Git delta/compression issue & fixes

  • Discussion centers on Git grouping files for delta compression using a hash of the last 16 bytes of the path, not just filename.
  • In large JS monorepos with many similarly named paths (e.g., numerous .../CHANGELOG.*), different files collide into the same hash bucket.
  • This leads Git to compute deltas between unrelated files, blowing up pack size when those files are large and frequently changed.
  • New options in a Microsoft Git fork (--full-name-hash, later superseded by a path-walk API / --path-walk) address this by using full paths and better grouping.
  • Commenters emphasize that simply increasing window size is a workaround with huge memory cost; proper path-based grouping is the real fix.

Effects on other repos & local optimization

  • Users report large real-world gains running aggressive git repack with bigger windows and/or path-walk, shrinking multi‑GB repos by more than half.
  • Concern raised that GitHub and other hosts may not run such heavy repacks routinely, so remote clones can remain inflated even if local clones are optimized.

Git history cleanup & binaries

  • Thread briefly revisits classic advice for large blobs: remove binary history with tools like filter-branch, BFG, or git-filter-repo, and use Git LFS for binaries.
  • Distinction made between single large binaries (less harmful) and small but frequently changing binaries (much worse for repo size).

Monorepos vs many repos

  • Some argue this is an avoidable, self‑inflicted monorepo problem (thousands of packages in one repo).
  • Others counter that multiple repos introduce painful cross‑repo versioning and atomic-change issues; tooling complexity is the lesser evil.
  • Examples from large organizations are cited on both sides, with no clear consensus.

Azure DevOps, Teams, and internal tooling

  • Surprise that Azure DevOps is heavily used internally; several detailed complaints about its UX, reliability, security limitations, and slower feature development vs GitHub.
  • Mixed views on Office web apps and Teams: some praise complex cross‑platform collaboration; others report severe bugs, performance issues, and configuration fragility.

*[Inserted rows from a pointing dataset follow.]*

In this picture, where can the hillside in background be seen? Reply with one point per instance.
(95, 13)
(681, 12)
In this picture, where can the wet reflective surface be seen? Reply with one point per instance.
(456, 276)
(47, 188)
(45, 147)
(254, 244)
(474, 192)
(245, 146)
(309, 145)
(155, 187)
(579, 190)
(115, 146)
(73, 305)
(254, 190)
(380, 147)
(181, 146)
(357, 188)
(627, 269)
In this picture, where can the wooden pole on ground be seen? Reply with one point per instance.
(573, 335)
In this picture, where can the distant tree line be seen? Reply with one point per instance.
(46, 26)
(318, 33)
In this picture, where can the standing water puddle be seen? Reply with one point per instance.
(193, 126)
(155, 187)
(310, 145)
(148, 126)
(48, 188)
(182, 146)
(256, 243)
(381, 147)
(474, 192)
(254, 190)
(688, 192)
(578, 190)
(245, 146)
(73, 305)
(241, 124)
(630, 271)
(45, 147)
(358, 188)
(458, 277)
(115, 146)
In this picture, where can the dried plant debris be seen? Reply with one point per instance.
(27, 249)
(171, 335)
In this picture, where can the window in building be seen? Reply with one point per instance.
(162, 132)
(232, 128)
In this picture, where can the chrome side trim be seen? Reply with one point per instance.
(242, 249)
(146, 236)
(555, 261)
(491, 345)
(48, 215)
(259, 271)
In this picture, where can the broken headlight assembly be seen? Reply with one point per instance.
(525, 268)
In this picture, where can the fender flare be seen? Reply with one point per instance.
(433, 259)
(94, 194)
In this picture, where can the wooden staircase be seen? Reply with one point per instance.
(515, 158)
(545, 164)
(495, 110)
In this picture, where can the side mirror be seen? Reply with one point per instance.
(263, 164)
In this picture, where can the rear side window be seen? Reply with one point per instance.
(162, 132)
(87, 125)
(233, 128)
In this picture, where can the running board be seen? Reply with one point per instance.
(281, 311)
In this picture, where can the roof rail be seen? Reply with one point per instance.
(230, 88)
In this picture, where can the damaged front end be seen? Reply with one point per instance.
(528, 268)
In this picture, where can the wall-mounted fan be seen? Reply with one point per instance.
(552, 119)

Network, “Europe” remark & cloning

  • The “folks in Europe can’t clone” line sparks debate.
  • Many note European consumer connections are often very fast; problems are more about transatlantic latency, flaky VPN/corporate networks, or packet loss than raw bandwidth.
  • Some personal anecdotes describe huge repos timing out over high-latency or unreliable links.

Article style, wording, and tone

  • Several readers find the gifs and “color” distracting and wish for a clearer technical explanation.
  • Others help reconstruct and clarify the technical details via linked PRs and cover letters.
  • Thread includes side discussions and jokes about the title wording (“shrank/shrunk/shrunken/shrunked”) and other lighthearted quips.